Las hojas húmedas se mecían suavemente con el viento, rozando las ramas y creando una tenue melodía que parecía acompañar la venganza que acababa de comenzar.

Rastros de la batalla anterior permanecían: manchas de sangre fresca, armas rotas y cadáveres parcialmente devorados por hormigas e insectos salvajes.

En medio de todo, yo permanecía impasible ante una mujer temblorosa.

La recepcionista del gremio, una mujer lobo de pelaje gris oscuro y ojos dorados que habían perdido su brillo de confianza.

Rápidamente se dio cuenta de que este lugar era el sitio de muerte para los doce intrusos.

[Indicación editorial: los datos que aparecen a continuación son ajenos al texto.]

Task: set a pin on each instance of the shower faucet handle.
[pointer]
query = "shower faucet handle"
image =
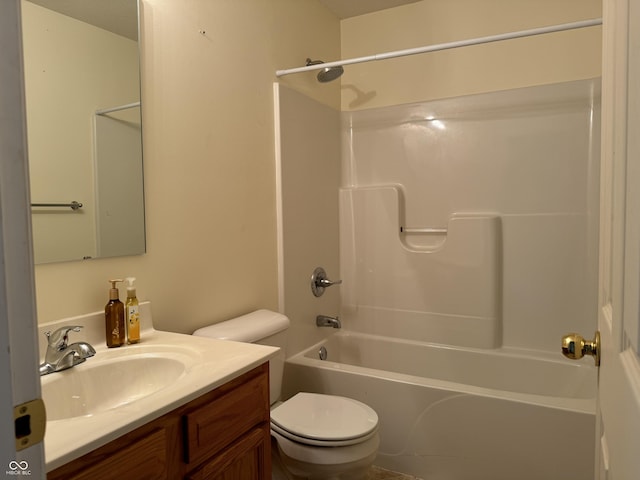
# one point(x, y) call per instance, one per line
point(319, 281)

Sus cadáveres permanecían intactos, algunos rostros aún reconocibles a pesar de que sus cuerpos fueron destrozados por las despiadadas cadenas.

—Esos rostros…

no hay duda…

todos son…

—murmuró, con la voz quebrada.

La miré sin emoción.

—Correcto.

Son los que intentaron secuestrarme.

Y creo que sabes bastante sobre ellos.

El miedo comenzó a dibujarse claramente en su rostro, pero sabía que eso no era suficiente.

Necesitaba información.

Quería saber quién estaba detrás del intento de secuestro.

Tenía que confirmar cuán profunda era la influencia del sindicato dentro del gremio y quién más estaba involucrado, incluyendo hasta qué punto el Maestro del Gremio estaba enredado.

Pero había un problema.

—Nunca aprendí técnicas de interrogación —murmuré suavemente, dejando escapar un suspiro.

Pero tenía herramientas.

Doce cadenas se extendieron lentamente desde mi cuerpo, silbando como serpientes metálicas deslizándose por el aire.

Sus puntas se transformaron en afiladas cuchillas.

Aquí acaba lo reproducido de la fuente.